Course Category: Completion rates vary across different course categories, indicating that course type might influence completion rates.
Summary and Interpretation:
Descriptive Statistics: Provided an overview of key variables like Time Spent on Course and Quiz Scores.
GLM Application: Applied a logistic regression model to predict course completion based on engagement metrics.
Model Selection: Used AIC and BIC criteria to select the best-fit model.
Model Assessment: Evaluated model performance using predicted probabilities and ROC curve analysis.
Time Spent on Course: Significant positive predictor of course completion.
Number of Videos Watched: Also positively associated with course completion.
Quiz Scores: Higher quiz scores increase the likelihood of completing the course.
Device Type: Users on desktops are more likely to complete the course compared to mobile users.
Interpretation of the ROC Curve:
AUC Value:
Here, the auc_value is 0.8697, it indicates that the model has a good ability to distinguish between students who will complete the course and those who will not.
An AUC value of 0.8697 means that there is an 86.97% chance that the model will rank a randomly chosen student who completed the course higher than a randomly chosen student who did not.
Conclusion:
The ROC curve provides a visual assessment of the model’s performance across different classification thresholds.
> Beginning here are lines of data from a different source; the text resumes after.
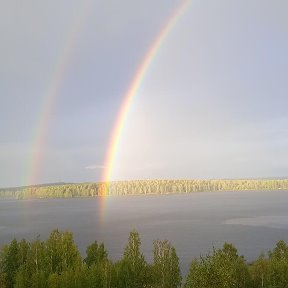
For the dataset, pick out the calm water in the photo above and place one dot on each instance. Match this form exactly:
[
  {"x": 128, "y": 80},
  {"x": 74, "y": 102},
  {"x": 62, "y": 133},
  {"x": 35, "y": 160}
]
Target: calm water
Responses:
[{"x": 193, "y": 223}]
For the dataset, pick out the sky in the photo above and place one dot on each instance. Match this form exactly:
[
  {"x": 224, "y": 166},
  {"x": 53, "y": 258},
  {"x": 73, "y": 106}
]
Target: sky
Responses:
[{"x": 213, "y": 103}]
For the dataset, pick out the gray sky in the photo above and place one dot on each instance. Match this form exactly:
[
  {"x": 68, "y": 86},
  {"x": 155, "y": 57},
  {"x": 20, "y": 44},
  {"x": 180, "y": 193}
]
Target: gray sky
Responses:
[{"x": 213, "y": 103}]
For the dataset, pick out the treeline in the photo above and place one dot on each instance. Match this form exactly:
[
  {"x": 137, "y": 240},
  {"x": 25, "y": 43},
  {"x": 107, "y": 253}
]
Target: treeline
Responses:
[
  {"x": 142, "y": 187},
  {"x": 57, "y": 262}
]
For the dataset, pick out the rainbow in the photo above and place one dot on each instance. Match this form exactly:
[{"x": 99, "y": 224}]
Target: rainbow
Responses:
[
  {"x": 61, "y": 67},
  {"x": 133, "y": 88}
]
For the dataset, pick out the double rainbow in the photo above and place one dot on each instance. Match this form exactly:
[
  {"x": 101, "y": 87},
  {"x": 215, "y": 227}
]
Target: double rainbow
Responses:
[{"x": 60, "y": 71}]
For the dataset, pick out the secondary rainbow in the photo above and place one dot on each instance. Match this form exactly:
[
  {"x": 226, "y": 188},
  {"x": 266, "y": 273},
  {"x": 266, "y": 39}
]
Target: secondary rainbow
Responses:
[
  {"x": 57, "y": 78},
  {"x": 134, "y": 87}
]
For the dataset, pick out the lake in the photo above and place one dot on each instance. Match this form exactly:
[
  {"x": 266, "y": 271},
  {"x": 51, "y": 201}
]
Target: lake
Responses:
[{"x": 252, "y": 220}]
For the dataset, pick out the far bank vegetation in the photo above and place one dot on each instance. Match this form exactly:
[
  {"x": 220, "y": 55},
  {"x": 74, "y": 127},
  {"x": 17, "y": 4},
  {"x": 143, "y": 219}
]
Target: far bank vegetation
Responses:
[{"x": 140, "y": 187}]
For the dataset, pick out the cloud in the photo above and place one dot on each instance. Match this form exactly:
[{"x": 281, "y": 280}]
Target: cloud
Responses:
[{"x": 94, "y": 167}]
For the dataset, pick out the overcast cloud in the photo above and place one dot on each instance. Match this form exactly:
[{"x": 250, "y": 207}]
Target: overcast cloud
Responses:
[{"x": 213, "y": 103}]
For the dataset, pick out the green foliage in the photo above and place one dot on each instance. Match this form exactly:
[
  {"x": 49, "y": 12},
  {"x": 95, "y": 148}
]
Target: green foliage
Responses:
[
  {"x": 133, "y": 267},
  {"x": 57, "y": 263},
  {"x": 95, "y": 254},
  {"x": 166, "y": 267},
  {"x": 223, "y": 269},
  {"x": 141, "y": 187}
]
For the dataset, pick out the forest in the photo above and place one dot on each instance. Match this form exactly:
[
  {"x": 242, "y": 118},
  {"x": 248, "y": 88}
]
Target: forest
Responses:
[
  {"x": 57, "y": 262},
  {"x": 140, "y": 187}
]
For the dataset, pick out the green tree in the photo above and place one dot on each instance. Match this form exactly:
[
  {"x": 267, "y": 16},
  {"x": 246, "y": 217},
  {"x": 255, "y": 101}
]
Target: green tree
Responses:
[
  {"x": 278, "y": 266},
  {"x": 259, "y": 271},
  {"x": 133, "y": 267},
  {"x": 95, "y": 254},
  {"x": 166, "y": 267},
  {"x": 10, "y": 262},
  {"x": 62, "y": 253},
  {"x": 223, "y": 269}
]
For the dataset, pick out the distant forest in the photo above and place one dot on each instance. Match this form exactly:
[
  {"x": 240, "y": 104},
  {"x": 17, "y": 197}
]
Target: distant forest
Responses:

The AUC quantifies this performance into a single value, making it easier to compare different models. A higher AUC value indicates a better-performing model, and in this case, it suggests that the logistic regression model is effective in predicting course completion.
Here’s how we achieve this:
Visualizations: We use ggplot2 to create intuitive visualizations such as:
Histograms of predicted probabilities to show the likelihood of course completion.
ROC Curve to illustrate the model’s performance in distinguishing between students who complete and do not complete the course. Confusion Matrix to evaluate the model’s classification accuracy.
Interpretation of Coefficients: We explain the coefficients of the logistic regression model in simple terms. For instance, we describe how an increase in TimeSpentOnCourse increases the probability of course completion, and how DeviceType influences completion rates.
Summary of Findings: We summarize the key insights from the model, highlighting the most important predictors of course completion and their practical implications. This includes discussing the impact of engagement metrics on student success.
These steps ensure that our statistical findings are conveyed clearly and effectively to a non-technical audience.